A Óptica Correia nasceu de uma convicção: da vontade de Sandra Correio de experimentar uma caminho distintivo, de ir além das tendências e, no fundo, de se encontrar enquanto profissional e mulher. Tudo isto foi o rastilho que lhe deu a coragem de registar a sua empresa e de a projetar no futuro. O que nos chamou a atenção para esta ótica das Caldas da Rainha foi a promoção do visagismo na ótica e, no fundo, na vida. O estudo do rosto, das formas, das cores, das particularidades de cada pessoa e tantos outros detalhes é uma experiência única que garante uma ligação segura entre óculos e consumidor.

A Sandra sente a diferença entre esta nova geração de óticos que não têm herança familiar do negócio e aqueles que continuam o trabalho de gerações anteriores?

Sim, eu acho que como já vêm com um negócio feito há muitos anos, bem solidificado, com os seus clientes, muitas das vezes lutam mais para manter esses parâmetros, porque o fluxo já é o suficiente. Quem começa agora na ótica, sem nenhuma referenciação, sem ter, por exemplo, um oftalmologista por trás é muito mais difícil de sobreviver.

E como é que a Sandra conseguiu?
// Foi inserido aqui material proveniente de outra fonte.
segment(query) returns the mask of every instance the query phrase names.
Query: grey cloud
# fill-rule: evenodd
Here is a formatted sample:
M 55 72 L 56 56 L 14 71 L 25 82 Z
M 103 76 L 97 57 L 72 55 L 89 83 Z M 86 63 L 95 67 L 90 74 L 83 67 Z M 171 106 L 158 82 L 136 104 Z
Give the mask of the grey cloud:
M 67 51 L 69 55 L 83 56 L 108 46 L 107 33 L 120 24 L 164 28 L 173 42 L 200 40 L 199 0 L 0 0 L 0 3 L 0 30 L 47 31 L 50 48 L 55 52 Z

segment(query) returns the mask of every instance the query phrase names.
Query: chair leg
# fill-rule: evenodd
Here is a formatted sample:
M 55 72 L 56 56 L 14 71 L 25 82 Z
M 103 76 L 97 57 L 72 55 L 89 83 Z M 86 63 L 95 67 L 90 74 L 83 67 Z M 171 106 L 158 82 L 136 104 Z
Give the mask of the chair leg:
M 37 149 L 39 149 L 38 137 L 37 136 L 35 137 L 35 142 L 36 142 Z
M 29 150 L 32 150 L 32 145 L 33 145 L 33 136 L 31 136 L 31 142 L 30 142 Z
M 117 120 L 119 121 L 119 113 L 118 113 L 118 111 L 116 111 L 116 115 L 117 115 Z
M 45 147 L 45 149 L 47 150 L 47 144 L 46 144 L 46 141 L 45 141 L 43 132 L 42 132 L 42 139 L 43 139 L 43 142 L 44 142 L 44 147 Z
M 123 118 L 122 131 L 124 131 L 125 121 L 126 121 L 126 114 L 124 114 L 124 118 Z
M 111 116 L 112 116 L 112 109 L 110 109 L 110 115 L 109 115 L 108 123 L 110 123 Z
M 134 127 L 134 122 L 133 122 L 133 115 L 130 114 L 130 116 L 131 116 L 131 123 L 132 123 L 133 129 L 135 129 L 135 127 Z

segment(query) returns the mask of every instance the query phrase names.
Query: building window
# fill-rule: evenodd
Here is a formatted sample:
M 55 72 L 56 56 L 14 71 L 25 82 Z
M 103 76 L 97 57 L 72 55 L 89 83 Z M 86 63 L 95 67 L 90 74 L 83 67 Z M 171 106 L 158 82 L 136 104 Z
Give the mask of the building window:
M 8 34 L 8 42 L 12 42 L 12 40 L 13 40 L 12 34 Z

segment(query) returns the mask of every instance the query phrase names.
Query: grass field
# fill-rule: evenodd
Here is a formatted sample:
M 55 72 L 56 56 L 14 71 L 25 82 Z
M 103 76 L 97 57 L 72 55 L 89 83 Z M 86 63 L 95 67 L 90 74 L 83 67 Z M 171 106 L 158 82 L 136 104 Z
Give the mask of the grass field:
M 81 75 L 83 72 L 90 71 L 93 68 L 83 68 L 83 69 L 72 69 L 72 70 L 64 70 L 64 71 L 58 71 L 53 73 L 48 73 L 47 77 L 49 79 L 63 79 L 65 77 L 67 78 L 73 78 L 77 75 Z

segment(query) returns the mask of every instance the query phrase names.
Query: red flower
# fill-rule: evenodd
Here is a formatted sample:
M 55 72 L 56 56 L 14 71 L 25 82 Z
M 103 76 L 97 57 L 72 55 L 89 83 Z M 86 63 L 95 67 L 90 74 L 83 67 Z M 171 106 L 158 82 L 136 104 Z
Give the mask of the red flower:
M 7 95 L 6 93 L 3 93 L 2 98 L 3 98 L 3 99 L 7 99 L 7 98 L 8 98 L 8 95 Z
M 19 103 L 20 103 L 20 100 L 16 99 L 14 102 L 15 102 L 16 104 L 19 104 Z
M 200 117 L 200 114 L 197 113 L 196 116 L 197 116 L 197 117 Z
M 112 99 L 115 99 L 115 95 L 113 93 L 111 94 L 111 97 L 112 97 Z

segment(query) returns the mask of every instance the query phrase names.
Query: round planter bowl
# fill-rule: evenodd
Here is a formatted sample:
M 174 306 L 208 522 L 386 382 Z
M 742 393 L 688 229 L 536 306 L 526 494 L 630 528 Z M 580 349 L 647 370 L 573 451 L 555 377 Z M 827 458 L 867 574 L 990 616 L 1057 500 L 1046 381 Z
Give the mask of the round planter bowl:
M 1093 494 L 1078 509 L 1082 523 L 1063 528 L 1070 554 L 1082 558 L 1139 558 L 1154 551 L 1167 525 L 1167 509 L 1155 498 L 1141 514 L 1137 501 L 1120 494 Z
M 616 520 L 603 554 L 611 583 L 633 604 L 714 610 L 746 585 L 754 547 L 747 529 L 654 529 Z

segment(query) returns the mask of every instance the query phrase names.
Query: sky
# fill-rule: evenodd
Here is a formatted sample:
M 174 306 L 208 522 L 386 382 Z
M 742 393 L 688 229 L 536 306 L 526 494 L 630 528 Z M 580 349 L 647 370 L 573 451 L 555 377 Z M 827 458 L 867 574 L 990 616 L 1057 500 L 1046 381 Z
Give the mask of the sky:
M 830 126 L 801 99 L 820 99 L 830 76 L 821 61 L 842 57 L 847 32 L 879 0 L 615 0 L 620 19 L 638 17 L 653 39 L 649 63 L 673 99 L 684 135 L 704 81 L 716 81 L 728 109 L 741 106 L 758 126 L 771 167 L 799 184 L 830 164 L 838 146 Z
Algum segredo?

Mais teimosia do que bom senso (risos)! Eu amo aquilo que faço e olho para a ótica quase como olho para o meu filho, que tem seis anos, e foi há precisamente seis anos que comecei o negócio em nome próprio. “Nasceram” os dois quase ao mesmo tempo e tenho, por isso, uma dedicação especial por tudo aquilo que eu faço. Já tinha tido a minha experiência numa rede e senti que na altura não ia sobreviver se continuasse com o que caminho que queriam que eu tomasse. Caldas da Rainha que é um mercado muito pequenininho mas que tem mais ou menos 15 óticas, aliás há quem lhe chame a “cidade das óticas”, com uma em cada esquina e, ainda por cima são todas muito agregadas a médicos ou oftalmologistas. Ou seja, é um mercado muito difícil de penetrar. E eu não tinha prazer em estar a trabalhar mais do mesmo e senti que se me posiciona-se pelo preço, eu ia “morrer” pelo preço. Eu e a minha equipa passámos a apostara apostar na diferenciação, na formação e começámos a trilhar um caminho alternativo à oferta que nos rodeia, a apelar mais pela parte do visagismo, através de um nicho de mercado. Aos poucos consegui deixar de trabalhar com certos fornecedores com quem todos trabalham e comecei a trabalhar com profissionais do “mercado livre”. Comecei a ter uma oferta muito maior de armações diferenciadas e isso atraiu-me um público diferente também.

Quais são os passos decisivos de avaliação no visagismo?

Há sempre a diferença entre a opinião da pessoa e depois aquilo que realmente lhe fica bem. As pessoas são complexas, mas também o visagismo não é algo que consigamos implementar com qualquer tipo de cliente. Há pessoas que só vão gostar de óculos pretos e está tudo certo. Por outro lado, há também pessoas que realmente valorizam o serviço e estão mais recetivas a receber a informação. E depois ficam agradavelmente surpreendidas. Mais do que nós analisarmos o formato da sobrancelha, o formato do rosto, o contraste pessoal, o visagismo é conhecer a pessoa.

Existe aqui quase uma espécie de consulta de psicologia (risos)?

Parcialmente sim (risos), porque a vida hoje em dia é um bocado complexa e se calhar obriga-nos a ter muitas máscaras: a máscara profissional, a máscara social, entre outras. As mulheres, atualmente, estão cada vez mais lançadas no mundo dos negócios e querem passar um sentimento de pertença e de autoridade, para ultrapassar aquela visão de fragilidade que nos foi sempre atribuída. Através do visagismo podemos encontrar estratégias de imagem para dar esse empoderamento à pessoa. Por isso, a abordagem que implementamos junto do cliente vai além do que aquilo que fica bem ao formato de rosto da pessoa. Passa por compreender quais são as necessidades e expectativas. E normalmente nunca vendemos só um par de óculos, porque, lá está, o cliente pode ter diferentes vertentes da sua vida.